Photo: Joshua Shoemaker

Banditos are a downright dirty band. That’s not an observation about their personal hygiene, but an analysis of their aural impact, although it’s open to interpretation when lead guitarist and lap steel player Jeffery Salter describes the construction of the country-rocking outfit’s sound by saying, “Each person brought their own stank to the collective nostril.” And they did, after all, once make a batch of home-recorded tunes called The Filthy Sessions.

Without taking a ride on the Banditos tour bus, we’ll have to assume the sextet’s “stank” quotient comes chiefly from the earthy, ragged-but-right feel they bring to their blend of hell-bound honky-tonk, roadhouse roots-rock, and field-holler folk — for easy ID purposes, let’s be lazy and call it Americana. The band came together in Alabama just a couple of years ago, but couldn’t stay in one place for too long. “We recently uprooted from Birmingham and moved to Nashville to get out of our comfort zone,” says Salter. “It’s been tough but it’s been one of the best experiences for all of us.”

According to Salter, the band’s beginnings were as organic as their output. “All of us have known each other for as long as we can remember,” he says. “It started as a two-piece and grew into a family with very eclectic tastes.” The family includes singer Mary Beth Richards, singer/guitarist Timothy Steven Corey, singer/banjo man Stephen Alan Pierce II, and a rhythm section of upright bassist Jeffery Daniel Vines and drummer Randy Taylor Wade (Yes, this is a band that bears its middle names with pride). Their musical melange is informed by everything from the old-school country of Hank Williams and Conway Twitty to classic roots-rockers like the Band and Creedence Clearwater Revival. In a relatively short time, they’ve made their presence felt among those with a passion for raw, rootsy music; Banditos fans even have an official name: Fanditos. Salter describes the vibe generated at the average Banditos show by the interaction between the band and its admirers as “rowdy, sweaty, regrettable.”

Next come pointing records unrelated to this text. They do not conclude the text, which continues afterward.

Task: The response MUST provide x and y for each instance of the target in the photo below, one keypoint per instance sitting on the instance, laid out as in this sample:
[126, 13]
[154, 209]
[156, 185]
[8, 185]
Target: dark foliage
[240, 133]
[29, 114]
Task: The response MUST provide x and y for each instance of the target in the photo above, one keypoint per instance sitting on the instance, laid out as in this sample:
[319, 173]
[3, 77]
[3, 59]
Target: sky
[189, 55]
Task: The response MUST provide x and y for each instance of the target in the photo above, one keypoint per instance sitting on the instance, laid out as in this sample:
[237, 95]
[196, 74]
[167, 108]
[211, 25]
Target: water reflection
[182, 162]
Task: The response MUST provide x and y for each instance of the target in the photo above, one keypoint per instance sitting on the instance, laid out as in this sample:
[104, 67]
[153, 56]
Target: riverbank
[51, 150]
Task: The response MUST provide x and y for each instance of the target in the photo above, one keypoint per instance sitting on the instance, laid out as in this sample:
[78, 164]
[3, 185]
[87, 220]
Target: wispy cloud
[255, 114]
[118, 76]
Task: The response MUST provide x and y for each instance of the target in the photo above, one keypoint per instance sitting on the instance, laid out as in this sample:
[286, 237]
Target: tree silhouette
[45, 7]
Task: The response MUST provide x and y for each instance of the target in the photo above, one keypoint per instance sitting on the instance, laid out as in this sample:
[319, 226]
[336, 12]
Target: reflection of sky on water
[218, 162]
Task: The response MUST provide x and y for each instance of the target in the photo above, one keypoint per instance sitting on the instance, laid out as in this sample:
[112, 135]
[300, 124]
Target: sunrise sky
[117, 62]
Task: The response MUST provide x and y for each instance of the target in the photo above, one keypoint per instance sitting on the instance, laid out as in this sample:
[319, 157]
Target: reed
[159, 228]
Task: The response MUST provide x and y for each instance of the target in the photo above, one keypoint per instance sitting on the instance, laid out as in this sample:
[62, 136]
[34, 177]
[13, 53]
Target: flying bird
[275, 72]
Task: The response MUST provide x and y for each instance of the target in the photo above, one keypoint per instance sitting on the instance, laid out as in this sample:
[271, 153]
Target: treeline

There’s currently a six-track Banditos EP available, but they’ve got a full-length album in the works for a spring release. “We were very excited to work with [Alabama Shakes producer] Andrija Tokic at Bombshelter in Nashville,” Salter says of the new recording. “Most of the album was recorded live and the energy definitely shows.” Salter says Banditos fans present and future can expect “a few shit-kickers, good ol’ straightforward rock & roll tunes, and a few that get a little more psychedelic.” Of course, it goes without saying that the band can be counted on to keep it dirty.